~*~

Blog o tematyce shonen-ai. Nie tolerujesz - wyjdź.

Kontakt:
Twitter: @_diversefail
GG: 44515193
E-mail: 69kaoru666@gmail.com

piątek, 5 kwietnia 2013

Dlaczego?

N/A: Napisane pod wpływem złego nastroju, dołującej piosenki i zmęczenia, więc mogą się pojawić błędy.

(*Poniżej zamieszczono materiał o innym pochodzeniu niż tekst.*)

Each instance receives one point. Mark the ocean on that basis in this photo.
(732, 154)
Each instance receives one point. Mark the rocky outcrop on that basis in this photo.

  Od najmłodszych lat wszyscy wokół utwierdzali mnie w przekonaniu, że jestem nienormalna, bo odrywam wszystkim lalkom, niby tak lubianym przez małe dziewczynki, głowy, czy też znęcam się nad innymi. ,,To nie przystoi takiej dziewczynce" - powtarzali. Unikali mnie, a ja chodziłam święcie przekonana, że mi to nie przeszkadza. Rodzinie natomiast wydawało się, że chcę być sama, że wolę pustkę mojego pełnego pluszaków i zabawek pokoju od ludzi. Mylili się. Tak na prawdę nie lubiłam być sama - bałam się tego. Przez otaczające mnie istoty byłam samotna. Mimo tylu osób, które mnie znały - cała szkoła kojarzyła mnie choćby z imienia czy opowieści tych, co mnie ,,znają". Byli jak reporterzy - ze szczątków wiedzy o mojej marnej istocie tworzyli zmyślne historie przepełnione nienawiścią do mnie, a następnie rozgłaszali je wśród innych, by zyskać uznanie w ich oczach, a mnie oczernić. A ja na prawdę czułam się jak gwiazda, będąc głównym tematem wielu rozmów. Gwiazda oświetlona blaskiem nienawiści i obrzydzenia. Opuszczona przez wszystkich, odrzucona jak zużyta prezerwatywa do śmietnika, który w moim przypadku był całkiem sporym pokojem - moją własnością. Spędzam w nim kolejne lata, gnijąc wewnętrznie. Już nawet nie próbuję ,,poskładać" mojej zrujnowanej psychiki i poczucia własnej wartości. Nikt nie próbuje. Nigdy nie próbowali, choć kiedyś usłyszałam strzępek rozmowy moich rodzicieli: ,,trzeba ją wysłać do psychiatry". Te słowa wciąż odbijają się echem w mojej głowie, a gdy milkną na chwilę - są zastępowane pulsującym bólem rozciętego nadgarstka. Każda kolejna minuta, sekunda, mojej egzystencji dobija mnie coraz bardziej. Idąc do szkoły szepczę cicho w myślach, by to był tylko sen - żebym tylko nie musiała tam iść, żeby to się skończyło - wszak każdy koszmar ma swój koniec. Więc ten też musi mieć. I wszyscy to wiedzą - końcem istnienia jest śmierć. Często zastanawiam się po co jeszcze żyję. Prócz gitary akustycznej, kartek na które przelewam swoje myśli i ołówka nie mam nic. Wszystko straciłam... kiedy? Jak mogłam coś stracić, skoro nigdy nic nie zyskałam? Nadzieja na lepsze życie umarła wraz z moimi narodzinami. Więc dlaczego się nie zabiłam? Nie wiem, nie potrafię na to odpowiedzieć, nawet sobie. Zasnąć i się nie obudzić. Albo spłonąć skąpana we własnej krwi w nieskażonym ogniu. Równie pięknym co niszczycielskim.
  W głowie jednak tylko jedno pytanie: dlaczego?

3 komentarze:

Toshi pisze...

mmmmmmm ♥

ten one-shot opisuje moje uczucia. może niekoniecznie w tej chwili, ale codziennie czuję się tak. wiem, jak to jest.
na pewno zostanie mi to w pamięci i kiedyś wrócę do tego, na pewno. nie zapomnę.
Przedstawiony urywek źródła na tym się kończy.